Serían los escritores de la mal llamada “Onda” quienes reconocerían la herencia de Revueltas y retomarían la estafeta para plasmar en sus obras situaciones de personajes marginales y poco “edificantes”, como José Agustín en Se está haciendo tarde (final en laguna) o Parménides García Saldaña en Pasto verde, retratando ahora a jóvenes urbanos, jodidos, pachecos, desmadrosos, con un lenguaje vivo, fresco y descarnado, tomado del cine, del comic, de la televisión y del rock. Poco después aparecería, ya en los setentas, un autor como Armando Ramírez, que con Chin el Teporocho y Pu (Violación en Polanco) llevaría a sus últimas consecuencias la presencia de la marginalidad (incluso de la ortografía y la gramática) en la literatura mexicana.
Ya a finales de los ochenta, apareció un escritor que llamaría la atención por retratar en sus textos a esos personajes desencantados y escabrosos, aunque las fuentes de inspiración tendrían un origen diferente. Desde luego que me refiero a Guillermo Fadanelli, a quien los perezosos críticos de nuestro país declararon “apóstol de la literatura basura” y “heredero de Bukowski”, lo cual durante mucho tiempo no le hizo nada bien a Fadanelli, cuyo registro temático y estilístico es mucho más amplio, como lo ha demostrado en sus novelas más recientes, como Lodo y Educar a los topos.
En suma, lo “marginal” tiene carta de naturalización en nuestra literatura desde hace mucho tiempo, y no empezó con la importación de los libros de Bukowski desde Barcelona. Lo marginal está ahí, afuera, en la calle, en la realidad descarnada y alucinante de este país, por mucho que buena parte de los escritores de este país prefieran ignorarla y se sienten a escribir ataviados de guantes blancos, corbata y camisa de seda, para contar historias donde sus personajes nacen ya muertos, pues no tienen ningún contacto con la vida, son como monstruos de Frankenstein que tratan de aterrorizar a un público que hace mucho que abandonó las librerías y las bibliotecas para culiatornillarse ante la televisión, el las películas en DVD, el videojuego y la pornografía en Internet.

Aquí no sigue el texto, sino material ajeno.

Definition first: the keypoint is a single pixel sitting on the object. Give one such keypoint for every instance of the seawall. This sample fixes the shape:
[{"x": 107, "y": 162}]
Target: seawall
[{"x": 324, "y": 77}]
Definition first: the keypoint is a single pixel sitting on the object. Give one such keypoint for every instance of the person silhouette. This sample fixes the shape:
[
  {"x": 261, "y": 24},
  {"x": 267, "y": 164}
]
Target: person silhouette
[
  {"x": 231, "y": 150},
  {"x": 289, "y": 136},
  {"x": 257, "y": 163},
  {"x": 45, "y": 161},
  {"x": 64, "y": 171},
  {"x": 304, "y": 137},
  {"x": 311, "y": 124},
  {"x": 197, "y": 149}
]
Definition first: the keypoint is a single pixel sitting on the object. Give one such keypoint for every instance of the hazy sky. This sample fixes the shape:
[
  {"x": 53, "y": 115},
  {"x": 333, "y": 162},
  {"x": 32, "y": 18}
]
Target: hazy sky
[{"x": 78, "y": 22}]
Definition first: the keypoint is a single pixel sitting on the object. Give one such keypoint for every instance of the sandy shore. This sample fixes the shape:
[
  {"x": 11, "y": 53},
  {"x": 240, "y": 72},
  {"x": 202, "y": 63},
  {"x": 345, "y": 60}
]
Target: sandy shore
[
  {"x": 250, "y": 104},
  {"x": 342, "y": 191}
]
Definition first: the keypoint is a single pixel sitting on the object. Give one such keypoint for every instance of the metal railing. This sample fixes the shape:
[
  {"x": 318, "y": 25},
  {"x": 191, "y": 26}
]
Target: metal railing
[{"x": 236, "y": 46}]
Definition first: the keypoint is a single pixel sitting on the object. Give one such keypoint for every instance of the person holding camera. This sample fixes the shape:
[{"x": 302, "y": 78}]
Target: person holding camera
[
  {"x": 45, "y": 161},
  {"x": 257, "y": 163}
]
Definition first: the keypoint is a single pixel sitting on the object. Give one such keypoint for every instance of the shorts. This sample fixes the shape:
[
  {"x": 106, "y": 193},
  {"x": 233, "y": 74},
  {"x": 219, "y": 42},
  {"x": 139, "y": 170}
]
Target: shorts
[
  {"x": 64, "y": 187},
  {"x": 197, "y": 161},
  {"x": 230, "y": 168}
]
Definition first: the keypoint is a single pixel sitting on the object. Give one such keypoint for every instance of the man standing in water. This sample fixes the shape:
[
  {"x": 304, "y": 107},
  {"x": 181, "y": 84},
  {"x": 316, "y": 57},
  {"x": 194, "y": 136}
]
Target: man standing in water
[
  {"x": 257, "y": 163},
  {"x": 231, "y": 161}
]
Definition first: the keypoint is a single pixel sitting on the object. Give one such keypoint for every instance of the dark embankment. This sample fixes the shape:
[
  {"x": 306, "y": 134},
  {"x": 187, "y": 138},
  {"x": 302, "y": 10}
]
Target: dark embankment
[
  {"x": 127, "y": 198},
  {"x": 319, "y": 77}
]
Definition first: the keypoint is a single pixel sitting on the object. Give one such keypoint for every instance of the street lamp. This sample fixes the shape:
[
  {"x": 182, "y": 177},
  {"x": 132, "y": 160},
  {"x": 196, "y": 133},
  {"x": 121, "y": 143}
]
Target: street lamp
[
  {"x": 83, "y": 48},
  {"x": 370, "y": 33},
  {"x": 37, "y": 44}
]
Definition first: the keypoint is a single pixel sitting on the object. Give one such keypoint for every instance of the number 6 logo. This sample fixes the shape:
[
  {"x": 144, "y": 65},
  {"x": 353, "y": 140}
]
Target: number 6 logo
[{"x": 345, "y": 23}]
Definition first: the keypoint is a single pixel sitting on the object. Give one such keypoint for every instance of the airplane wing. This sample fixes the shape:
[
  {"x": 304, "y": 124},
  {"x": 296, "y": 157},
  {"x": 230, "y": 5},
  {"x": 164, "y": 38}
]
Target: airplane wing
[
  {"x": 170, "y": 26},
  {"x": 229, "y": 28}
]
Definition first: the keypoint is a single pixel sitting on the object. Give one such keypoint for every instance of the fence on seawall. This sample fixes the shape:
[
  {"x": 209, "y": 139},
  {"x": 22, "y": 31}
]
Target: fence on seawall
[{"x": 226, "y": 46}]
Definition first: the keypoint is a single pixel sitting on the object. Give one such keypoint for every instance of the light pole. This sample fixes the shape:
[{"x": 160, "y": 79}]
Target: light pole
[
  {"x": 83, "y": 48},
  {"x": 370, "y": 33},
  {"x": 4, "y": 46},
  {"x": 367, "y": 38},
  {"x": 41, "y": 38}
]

Mientras buena parte de los escritores de este país tengan miedo de salir a la calle y enfrentarse con LA VIDA, sus historias serán apenas un pálido remedo de la verdadera literatura. El escritor hoy tiene que meter las manos en la realidad, empaparse de ella, manosearla, acariciarla, cachondeársela, fajársela, hacerle el amor, cogérsela, penetrarla por todos los orificios posibles e imposibles, porque si no, como dijo alguna vez Guillermo Zambrano, la vida va a terminar metiéndosela al escritor.
En estos tiempos de lo “políticamente correcto”, donde cualquier referencia al falo arranca airadas acusaciones de machismo retrógrado, es casi un alivio que, con el pretexto de rendir homenaje al Gran Bestia, un grupo de escritores de diversos orígenes, estilos e influencias se atrevan a contarnos historias plenas de coitos, de personajes que fornican, que aman y sufren, encloquecen y brillan, que se devoran a sí mismos y tratan de devorar a los demás para tratar de comunicarse, de hacer contacto con el Otro, en un mundo donde lo limpio, lo sano, lo bonito, lo decente, se ha convertido en una categoría más del consumo, y al mismo tiempo en una máscara más de la hipocresía, la avaricia, el egoísmo y la descomposición que está haciendo que el mundo se vaya al lugar a donde parece que lo estamos condenando: el retrete.